Table 2 shows the ADLB development, its communication workload and its overhead composition summary. For all versions, the number of ADLB calls and average number of vertices is similar. The main difference is rooted in the Zoltan PHG time required for cutting the hypergraph. Furthermore, repartitioning the current partition (PhgRP) is expensive compared with partitioning from scratch (PhgPA), and refining the hypergraph (PhgRE) is the best approach for these experiments. Even so, ADLB reduces simulation time as well as the number of communications among the parallel processes. Additionally, Table 2 also shows the impact of the message filtering over the communication workload. As a matter of fact, the percentage of the amount of messages that are held in the sender process is higher than the messages dispatched to external parallel processes (internal/external respectively). In the same manner, dispatching a small amount of messages also impacts directly the performance of the recipient processes because these have to examine a smaller amount of messages and, later on, determine its significance. As a result, the ADLB strategy enhances the performance of the parallel simulation using agent migration, message filtering, agent connectivity mapping and performance measures monitoring.

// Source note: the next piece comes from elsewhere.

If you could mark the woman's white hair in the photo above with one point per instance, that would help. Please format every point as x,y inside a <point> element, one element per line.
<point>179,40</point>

6 Conclusion and Future Work

When the ABMs present irregular computing/communication patterns due to the complexity and the large number of agents, the HPC ABM simulation platforms need to be able to reallocate workload as the simulation proceeds. This is a difficult task because the platform should implement features such as agent migration, message filtering, agent connectivity mapping and performance measures monitoring. Moreover, the platform should decide the appropriate moment to launch the load balancing mechanism and decide the amount of workload to be reallocated. Therefore, to solve this need, we present the Automatic Dynamic Load Balancing (ADLB) that implements the issues mentioned previously in order to improve the performance of the HPC ABM simulation platform.

In this paper, the ADLB is proven in a model with workload variability due to agent creation and elimination. Additionally, the ADLB decision to reconfigure the workload is tested using three methods of hypergraph partitioning. For these cases, our schema obtains good results reducing the simulation execution time up to 30 %. All in all, our approach gives better performance than the standard Flame partitioning methods, and our results confirm the importance of introducing the components of ADLB presented in this paper. The overhead of ADLB is mostly given by the execution of the Zoltan PHG method. In spite of that, its benefits directly impact the efficiency of the message filtering mechanism and the workload reconfiguration. Also, the overhead results suggest that reducing the number of vertices by increasing the cube_size could reduce the Zoltan overhead.

As future work, we want to find a proper cube size that minimises the Zoltan PHG overhead and keeps good performance filtering messages. In the same way, it is planned to test ADLB using other ABMs.